Google announced the launch of the canonical tag on its official blog on February 12th, 2009. They further explain the value of a canonical tag is to tell search engines which version of a URL is the one it should index and include in its search rankings. While Google highly encourages the use of the canonical tag, it is not a directive that they must comply with. In many instances, if Googlebot (Google’s search spider) identifies a canonical other then what’s provided, it reserves the right to self determine the correct (best) canonical URL.
What’s The HTML Code For the Canonical Tag?
<link rel=”canonical” href=”https://enterurlhere.com” />
the canonical tag can be on pages where the canonical value is self-referencing (matching) or referencing a different URL. Two examples:
- <link rel=”canonical” href=”https://nickleroy.com/qa/what-is-a-canonical-tag/” /> This is the canonical value for this blog post and correctly self references its own URL as the canonical version Google should include within its search engine.
- <link rel=”canonical” href=”https://nickleroy.com/qa/what-is-a-canonical-tag/” /> This same canonical tag code must be located on this exact same blog post when tagged with UTM parameters. For instance, when linked from my SEO newsletter the published URL looks like this. <link rel=”canonical” https://nickleroy.com/qa/what-is-a-canonical-tag/?utm_source=seoforlunch&utm_medium=email .
Despite having a valid purpose, we do not want Google to index both versions of this blog post. This is why we include the canonical tag on both URLs pointing to the single “canonical” version of the URL.
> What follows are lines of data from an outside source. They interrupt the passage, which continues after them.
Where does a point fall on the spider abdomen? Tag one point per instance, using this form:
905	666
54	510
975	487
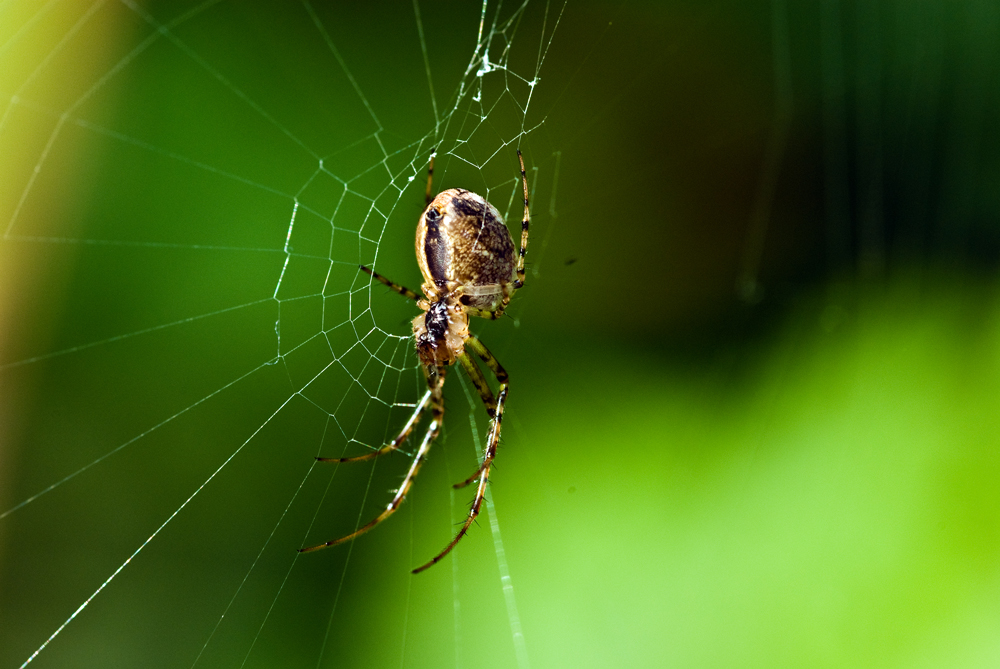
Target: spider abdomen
464	246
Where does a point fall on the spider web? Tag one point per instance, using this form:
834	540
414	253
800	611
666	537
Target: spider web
188	193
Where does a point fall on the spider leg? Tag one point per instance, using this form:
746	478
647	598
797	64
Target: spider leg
395	443
524	228
477	502
483	473
435	379
479	381
493	407
405	292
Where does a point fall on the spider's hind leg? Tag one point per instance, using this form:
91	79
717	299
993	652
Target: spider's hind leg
435	382
483	473
494	405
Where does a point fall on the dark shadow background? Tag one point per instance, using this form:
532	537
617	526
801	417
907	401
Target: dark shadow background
753	414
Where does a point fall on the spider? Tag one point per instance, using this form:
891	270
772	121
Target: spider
466	255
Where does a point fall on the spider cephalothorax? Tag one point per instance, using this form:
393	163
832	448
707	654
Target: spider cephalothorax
466	255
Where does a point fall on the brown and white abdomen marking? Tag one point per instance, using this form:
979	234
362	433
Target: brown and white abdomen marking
463	244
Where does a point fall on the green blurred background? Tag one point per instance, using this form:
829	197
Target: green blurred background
754	412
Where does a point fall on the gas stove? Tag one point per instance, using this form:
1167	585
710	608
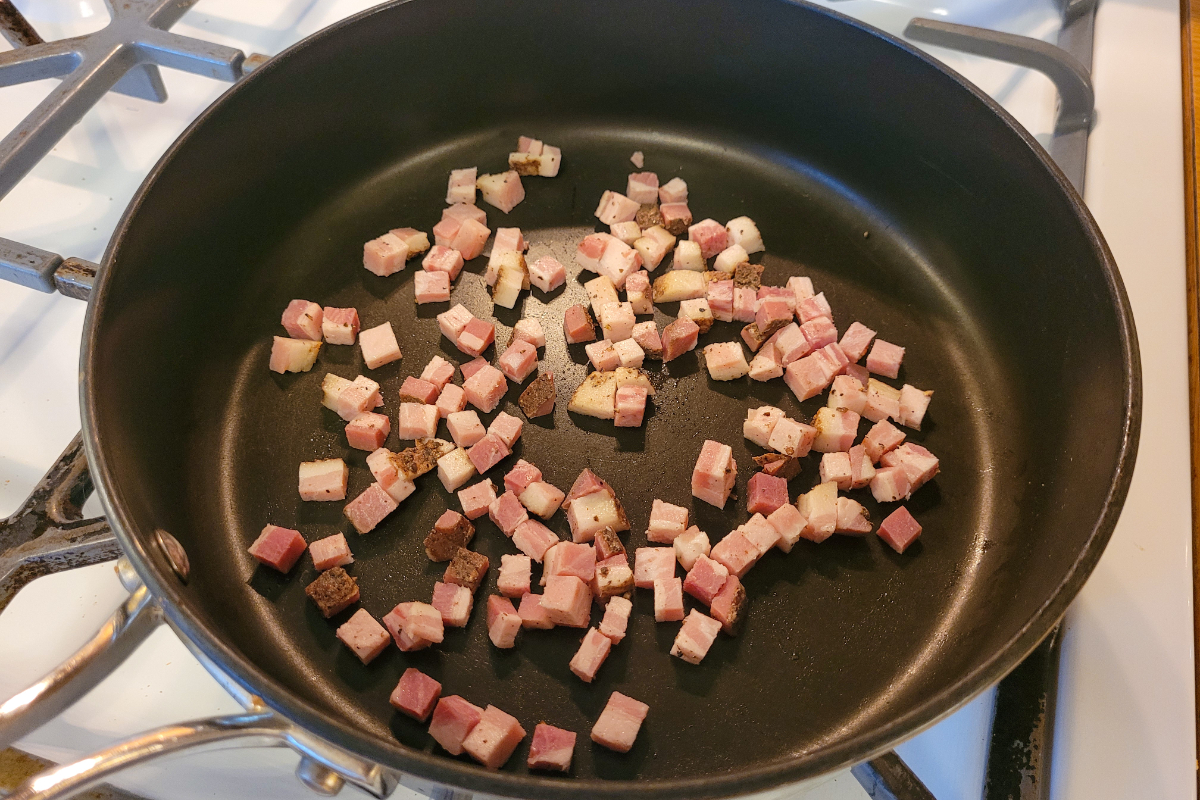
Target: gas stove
1125	723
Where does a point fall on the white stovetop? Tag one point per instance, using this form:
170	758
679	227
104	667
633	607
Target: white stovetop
1126	703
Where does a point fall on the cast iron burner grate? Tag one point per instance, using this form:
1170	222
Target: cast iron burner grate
48	534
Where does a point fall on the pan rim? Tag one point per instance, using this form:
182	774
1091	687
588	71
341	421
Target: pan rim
780	771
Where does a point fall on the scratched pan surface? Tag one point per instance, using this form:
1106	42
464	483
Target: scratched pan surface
907	199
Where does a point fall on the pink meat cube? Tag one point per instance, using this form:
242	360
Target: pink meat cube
475	337
547	274
551	749
885	359
417	421
630	407
616	618
695	637
385	256
567	600
323	480
485	389
329	552
715	471
415	695
507	512
706	578
451	400
453	322
280	548
577	325
453	720
711	235
519	361
379	346
466	428
534	539
532	613
340	325
454	602
766	493
653	564
503	623
619	722
678	337
364	636
493	739
431	287
899	529
592	653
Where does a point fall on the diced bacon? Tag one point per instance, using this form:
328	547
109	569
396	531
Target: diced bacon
814	307
736	552
534	539
323	480
567	600
591	655
616	208
619	722
835	468
652	564
551	749
630	407
454	322
503	191
475	337
282	547
726	361
616	619
852	518
293	355
547	274
541	498
415	695
667	521
385	256
503	623
711	235
913	404
453	721
379	346
715	471
340	325
789	523
820	509
497	734
899	530
729	606
453	602
485	389
885	359
706	578
678	337
766	493
669	599
507	512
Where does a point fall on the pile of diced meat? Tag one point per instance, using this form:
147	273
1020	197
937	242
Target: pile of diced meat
546	582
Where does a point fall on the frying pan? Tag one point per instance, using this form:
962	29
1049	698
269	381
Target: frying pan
912	200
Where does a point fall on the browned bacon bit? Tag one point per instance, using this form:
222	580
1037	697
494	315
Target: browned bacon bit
538	398
748	275
334	590
467	569
779	465
450	531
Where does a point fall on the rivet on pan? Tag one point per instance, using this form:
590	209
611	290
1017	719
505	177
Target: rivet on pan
319	777
174	552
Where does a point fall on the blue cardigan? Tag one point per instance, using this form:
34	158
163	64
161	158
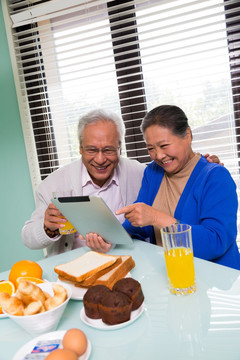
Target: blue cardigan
208	203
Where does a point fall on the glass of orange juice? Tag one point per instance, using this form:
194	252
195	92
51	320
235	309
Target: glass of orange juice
68	227
178	251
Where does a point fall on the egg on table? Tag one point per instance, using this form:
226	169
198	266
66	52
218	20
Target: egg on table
75	340
62	354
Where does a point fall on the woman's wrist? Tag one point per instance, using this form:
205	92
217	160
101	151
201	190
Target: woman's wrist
51	233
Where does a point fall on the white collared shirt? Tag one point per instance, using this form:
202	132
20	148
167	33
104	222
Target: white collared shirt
109	192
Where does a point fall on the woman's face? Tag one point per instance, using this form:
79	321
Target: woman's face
169	151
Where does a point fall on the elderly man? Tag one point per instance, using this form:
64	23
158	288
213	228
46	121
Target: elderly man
100	171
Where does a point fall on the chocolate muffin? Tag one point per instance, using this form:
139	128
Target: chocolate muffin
115	308
92	298
132	288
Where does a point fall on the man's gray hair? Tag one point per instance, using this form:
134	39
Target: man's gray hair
101	115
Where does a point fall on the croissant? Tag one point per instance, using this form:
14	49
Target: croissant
11	304
34	307
60	295
29	292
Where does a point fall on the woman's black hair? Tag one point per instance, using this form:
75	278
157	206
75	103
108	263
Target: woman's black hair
168	116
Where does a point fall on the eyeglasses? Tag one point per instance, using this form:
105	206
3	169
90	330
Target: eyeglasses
107	151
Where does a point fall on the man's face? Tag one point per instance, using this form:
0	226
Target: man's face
102	136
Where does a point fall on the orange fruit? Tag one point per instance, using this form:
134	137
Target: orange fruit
24	268
8	287
29	278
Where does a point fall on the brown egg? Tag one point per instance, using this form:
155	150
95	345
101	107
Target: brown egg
75	340
62	354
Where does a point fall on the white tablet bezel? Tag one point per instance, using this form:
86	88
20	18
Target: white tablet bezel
91	214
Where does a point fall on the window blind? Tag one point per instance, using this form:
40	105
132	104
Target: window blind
126	56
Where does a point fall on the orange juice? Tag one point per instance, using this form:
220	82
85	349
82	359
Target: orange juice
67	229
180	270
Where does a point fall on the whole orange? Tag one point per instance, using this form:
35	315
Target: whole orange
24	268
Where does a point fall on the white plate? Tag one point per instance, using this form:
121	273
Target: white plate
78	292
99	324
27	348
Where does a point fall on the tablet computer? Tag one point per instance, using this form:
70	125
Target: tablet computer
91	214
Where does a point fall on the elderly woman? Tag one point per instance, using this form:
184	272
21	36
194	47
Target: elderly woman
181	185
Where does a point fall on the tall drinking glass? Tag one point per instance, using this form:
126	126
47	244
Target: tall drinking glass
178	251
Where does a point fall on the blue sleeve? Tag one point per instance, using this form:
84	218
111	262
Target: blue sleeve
211	210
146	195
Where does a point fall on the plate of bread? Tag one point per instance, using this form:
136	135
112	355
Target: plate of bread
93	268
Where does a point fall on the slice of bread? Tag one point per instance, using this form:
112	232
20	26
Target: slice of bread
84	266
91	280
119	272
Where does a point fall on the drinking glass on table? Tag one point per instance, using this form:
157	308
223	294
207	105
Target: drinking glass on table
178	251
68	227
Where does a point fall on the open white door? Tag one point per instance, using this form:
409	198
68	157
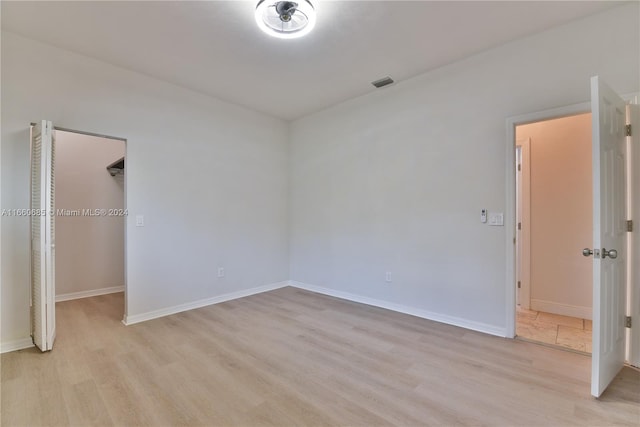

When To Avoid Canonical Tags
The only time you need to be concerned about having canonical tags on a page is when you are implicitly blocking it from search engines with a meta robots no-index directive. In this specific instance, you can confuse Google by giving them two competing directives. If you have a no-index tag implemented, best practice is to not have a canonical tag regardless if it self references or not.
How Can I Find The Canonical Tag?
All canonical tags can be found within the source code of an individual page. Simply right click and click “view source”. At that point, you can do a quick search and find “canonical” which will display the canonical code.
Sound like too much work? You can download the Inspect Canonical Google Chrome extension which outlines the value of a page’s canonical and if it presents any SEO risks.